The music video, Ana-al Haq – The Alchemy of Love was released on Prophet Muhammad’s birthday. The glittering function was held at the Marriot Hotel, in Kochi. Attendees from all walks of life, including the cinema, fine arts and literature took part. The music video has since been garnering rave reviews on YouTube and social media platforms. Thangal and the team are justifiably pleased that their endeavour is taking wings.

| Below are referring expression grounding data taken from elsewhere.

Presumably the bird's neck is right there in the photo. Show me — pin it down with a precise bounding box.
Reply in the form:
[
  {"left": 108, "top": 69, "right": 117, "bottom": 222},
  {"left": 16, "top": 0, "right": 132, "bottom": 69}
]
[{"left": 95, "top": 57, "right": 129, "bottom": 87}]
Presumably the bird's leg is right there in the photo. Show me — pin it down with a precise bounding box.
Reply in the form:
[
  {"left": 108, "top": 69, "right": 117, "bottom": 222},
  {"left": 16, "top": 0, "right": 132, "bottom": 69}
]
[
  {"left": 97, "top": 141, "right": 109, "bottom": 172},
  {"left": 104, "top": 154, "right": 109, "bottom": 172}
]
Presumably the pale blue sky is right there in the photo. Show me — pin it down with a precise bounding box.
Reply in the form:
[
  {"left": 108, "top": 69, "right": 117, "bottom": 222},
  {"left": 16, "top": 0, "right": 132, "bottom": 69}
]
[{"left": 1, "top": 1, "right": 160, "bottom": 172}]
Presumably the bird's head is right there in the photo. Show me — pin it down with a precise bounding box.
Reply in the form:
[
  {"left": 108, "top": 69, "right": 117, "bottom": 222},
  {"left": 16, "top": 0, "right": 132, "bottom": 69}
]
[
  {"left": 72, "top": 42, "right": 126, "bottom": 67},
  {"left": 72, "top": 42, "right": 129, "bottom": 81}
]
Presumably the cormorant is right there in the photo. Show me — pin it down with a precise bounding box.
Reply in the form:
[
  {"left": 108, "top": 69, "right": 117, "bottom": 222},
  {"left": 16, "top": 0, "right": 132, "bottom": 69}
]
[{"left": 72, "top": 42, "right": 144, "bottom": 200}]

The scion of a prominent Thangal (Sayyid) family of Palluruthy, Kochi, Fazludheen Thangal has an incredible legacy to uphold. His father, (late) Dr. P. A. Poonkunji Koya Thangal, was an ayurvedic and a Medical Officer in the Indian Systems of Medicine department. People came from far and wide to seek his advice and counsel at Thangal Nagar, Palluruthy, Kochi. Fate indeed played a cruel trick when it snatched the beloved father from this young boy. It is probably fitting then, to know that it was his father’s library that fuelled Fazludheen Thangal’s journey of self awareness and set him on the path to Oneness.